Une goutte de Torah – Année 13 – n° 674 – Ki Tetsé
13 Eloul 5785 – 6 septembre 2025
Cette goutte de Torah est dédiée au succès de nos vaillants soldats dans leur lutte pour l’annihilation de nos ennemis et le retour de nos otages sains et saufs B’H’, ainsi qu’à la guérison complète de notre relectrice, Tania bat ‘Haya Clara.
Susciter l’envie
La Paracha nous propose un commandement à première vue assez étrange (22 :10) : “Tu ne laboureras pas avec un bœuf et un âne attelés ensemble. ”
Daat Zekenim donne une raison originale à ce commandement. Comme le bœuf rumine sa nourriture, mais pas l’âne, ce dernier croit qu’on a nourri le bœuf de nouveau, mais qu’on l’a oublié.

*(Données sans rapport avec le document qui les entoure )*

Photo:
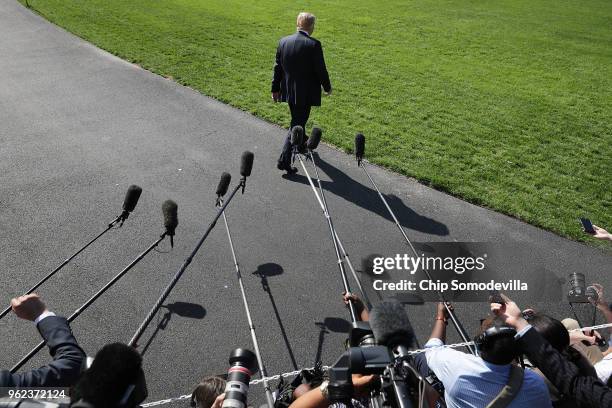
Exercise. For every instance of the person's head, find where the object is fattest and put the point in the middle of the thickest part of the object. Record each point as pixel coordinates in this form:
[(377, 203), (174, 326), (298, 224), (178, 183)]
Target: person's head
[(115, 379), (552, 330), (305, 22), (496, 343), (207, 391)]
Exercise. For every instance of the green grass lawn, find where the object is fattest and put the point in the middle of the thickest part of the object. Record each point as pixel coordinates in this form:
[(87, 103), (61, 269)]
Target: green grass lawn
[(505, 103)]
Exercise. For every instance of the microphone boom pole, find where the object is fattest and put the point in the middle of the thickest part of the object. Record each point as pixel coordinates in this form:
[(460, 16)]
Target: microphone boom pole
[(451, 313), (342, 250), (90, 301), (245, 170), (330, 223), (262, 369), (131, 199)]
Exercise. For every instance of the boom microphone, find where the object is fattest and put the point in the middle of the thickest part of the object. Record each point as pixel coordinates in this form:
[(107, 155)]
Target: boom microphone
[(315, 138), (246, 164), (297, 136), (359, 146), (226, 178), (169, 209), (131, 199), (390, 325)]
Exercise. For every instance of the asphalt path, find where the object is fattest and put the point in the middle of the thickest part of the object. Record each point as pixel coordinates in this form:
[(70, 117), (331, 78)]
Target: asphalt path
[(78, 126)]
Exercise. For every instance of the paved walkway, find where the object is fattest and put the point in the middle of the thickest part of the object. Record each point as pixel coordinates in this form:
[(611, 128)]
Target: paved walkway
[(78, 125)]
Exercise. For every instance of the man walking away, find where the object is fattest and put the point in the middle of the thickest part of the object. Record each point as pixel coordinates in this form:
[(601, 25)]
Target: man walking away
[(299, 74)]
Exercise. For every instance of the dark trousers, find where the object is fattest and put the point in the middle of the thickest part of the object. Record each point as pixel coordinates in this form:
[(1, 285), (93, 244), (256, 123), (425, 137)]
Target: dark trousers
[(299, 117)]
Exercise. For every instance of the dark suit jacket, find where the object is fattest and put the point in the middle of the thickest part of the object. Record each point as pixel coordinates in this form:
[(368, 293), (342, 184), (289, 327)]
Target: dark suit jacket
[(587, 391), (299, 71), (65, 368)]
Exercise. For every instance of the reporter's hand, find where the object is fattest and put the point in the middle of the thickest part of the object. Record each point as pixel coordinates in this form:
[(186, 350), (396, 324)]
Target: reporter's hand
[(510, 312), (359, 305), (578, 336), (599, 302), (442, 311), (362, 384), (28, 307)]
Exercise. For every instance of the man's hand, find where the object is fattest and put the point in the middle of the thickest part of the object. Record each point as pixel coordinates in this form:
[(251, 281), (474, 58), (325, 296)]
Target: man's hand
[(359, 306), (362, 384), (599, 302), (601, 233), (510, 312), (218, 401), (28, 307), (442, 311)]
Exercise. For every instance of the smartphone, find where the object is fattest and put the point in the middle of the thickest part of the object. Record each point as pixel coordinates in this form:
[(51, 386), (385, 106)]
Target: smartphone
[(587, 225)]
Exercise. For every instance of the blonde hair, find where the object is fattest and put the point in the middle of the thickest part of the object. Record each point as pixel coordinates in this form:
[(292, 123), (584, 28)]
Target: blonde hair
[(305, 21)]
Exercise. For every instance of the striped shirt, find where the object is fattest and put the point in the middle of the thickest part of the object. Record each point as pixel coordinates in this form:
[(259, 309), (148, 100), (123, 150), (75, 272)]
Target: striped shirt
[(471, 382)]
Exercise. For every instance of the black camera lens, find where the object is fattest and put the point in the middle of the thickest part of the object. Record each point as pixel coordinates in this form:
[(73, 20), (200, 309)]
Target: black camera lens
[(243, 364)]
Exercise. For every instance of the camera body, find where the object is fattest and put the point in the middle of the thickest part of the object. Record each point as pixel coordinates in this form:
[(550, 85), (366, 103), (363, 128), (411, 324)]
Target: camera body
[(243, 364)]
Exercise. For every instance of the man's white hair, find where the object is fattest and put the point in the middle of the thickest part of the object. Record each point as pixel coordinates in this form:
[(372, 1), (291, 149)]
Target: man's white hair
[(305, 21)]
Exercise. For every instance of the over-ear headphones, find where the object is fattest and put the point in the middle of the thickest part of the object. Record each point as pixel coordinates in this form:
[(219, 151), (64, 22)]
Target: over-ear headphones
[(487, 336)]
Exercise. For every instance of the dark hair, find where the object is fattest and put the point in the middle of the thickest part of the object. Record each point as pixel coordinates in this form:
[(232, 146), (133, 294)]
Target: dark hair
[(498, 349), (207, 391), (552, 330), (104, 384)]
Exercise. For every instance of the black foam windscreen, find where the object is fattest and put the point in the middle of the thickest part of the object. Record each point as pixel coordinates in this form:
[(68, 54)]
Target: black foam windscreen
[(131, 198), (359, 145), (226, 178), (297, 136), (314, 139), (246, 164), (390, 325), (169, 209)]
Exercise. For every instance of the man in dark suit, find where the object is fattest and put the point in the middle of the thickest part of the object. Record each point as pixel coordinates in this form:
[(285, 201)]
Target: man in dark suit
[(299, 74), (68, 357)]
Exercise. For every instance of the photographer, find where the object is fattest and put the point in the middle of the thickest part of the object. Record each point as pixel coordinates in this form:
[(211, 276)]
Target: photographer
[(565, 376), (471, 381), (209, 393), (68, 357), (557, 335), (115, 379)]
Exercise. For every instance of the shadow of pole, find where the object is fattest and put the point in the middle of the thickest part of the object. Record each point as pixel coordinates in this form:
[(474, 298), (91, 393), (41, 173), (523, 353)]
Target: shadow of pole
[(264, 271)]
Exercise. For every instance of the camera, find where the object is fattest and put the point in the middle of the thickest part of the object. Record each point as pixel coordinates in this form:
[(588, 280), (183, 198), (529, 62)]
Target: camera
[(243, 364)]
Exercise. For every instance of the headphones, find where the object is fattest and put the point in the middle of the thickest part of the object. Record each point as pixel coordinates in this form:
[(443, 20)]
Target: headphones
[(485, 338)]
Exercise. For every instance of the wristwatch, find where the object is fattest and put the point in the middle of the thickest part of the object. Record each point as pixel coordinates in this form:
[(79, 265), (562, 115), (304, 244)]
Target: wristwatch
[(324, 389)]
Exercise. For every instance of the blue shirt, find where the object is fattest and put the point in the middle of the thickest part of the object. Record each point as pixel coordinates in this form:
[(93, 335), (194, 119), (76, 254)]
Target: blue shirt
[(471, 382)]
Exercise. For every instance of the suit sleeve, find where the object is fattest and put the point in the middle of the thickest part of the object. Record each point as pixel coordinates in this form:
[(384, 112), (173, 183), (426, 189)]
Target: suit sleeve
[(65, 368), (587, 391), (320, 68), (278, 71)]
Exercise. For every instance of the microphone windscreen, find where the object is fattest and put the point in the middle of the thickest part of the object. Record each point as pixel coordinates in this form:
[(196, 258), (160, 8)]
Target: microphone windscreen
[(591, 292), (246, 164), (226, 178), (297, 136), (131, 198), (359, 145), (314, 139), (390, 325), (169, 208)]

Ainsi, la vision du bœuf en train de mastiquer exacerbera non seulement sa faim, mais également un sentiment d’injustice et de jalousie envers lui.
La conclusion à tirer de ce genre d’explication est que si la Torah nous demande d’être sensible aux sentiments des animaux, à plus forte raison devons-nous être sensibles aux sentiments de nos frères humains.
La leçon à tirer du point de vue du bœuf est qu’il faut s’efforcer, dans la mesure du possible, de ne pas susciter l’envie ou la jalousie des autres par ses possessions ou ses réalisations ; tout n’est pas bon à exhiber.
Du point de vue de l’âne, il faut retenir que si nous connaissions tous les aspects de l’objet de notre jalousie, bien souvent, elle n’aurait aucune raison d’être : dans notre verset, le bœuf n’a pas été nourri plus que l’âne !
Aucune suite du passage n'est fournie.